# 4 sharks hooked - one landed bout 5'



## zyo (Oct 1, 2012)

it wasn't the best day but at-least we hooked 4 and caught 1. the bugs weren't there and the swells were small. just the current was a..........!!!










here is one of the baits. nothing took it though!










and the tip that took a jack i dropped about 200 yards off the beach. 










i let the other dude fight it too. after all its kinda his first real shark so that's why i didn't bring the fish in all by myself. had to hand the rod off so he can have some play.










the last pic before the release.










oh and here's a pic of worms we saw all over the beach. thousands were on the sand this is just a few i found in a drink can.

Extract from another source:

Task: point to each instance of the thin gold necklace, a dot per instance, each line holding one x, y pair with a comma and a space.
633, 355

some footage/vids down below.

first clip:

http://www.youtube.com/watch?v=90wgzH5eYkc&feature=youtu.be




second clip:


----------



## OTTE*DA*WORM (Feb 12, 2011)

yo zyo, what is that in pic number two, labled as bait? Looks like the hide off an elephant. Lol. What kind of bait? O*D*W


----------



## PAWGhunter (Feb 3, 2010)

I like the pic of the guy hugging the shark


----------



## zyo (Oct 1, 2012)

@Pawghunter: that would be me holding the shark up.



OTTE*DA*WORM said:


> yo zyo, what is that in pic number two, labled as bait? Looks like the hide off an elephant. Lol. What kind of bait? O*D*W


no elephant hide there.


----------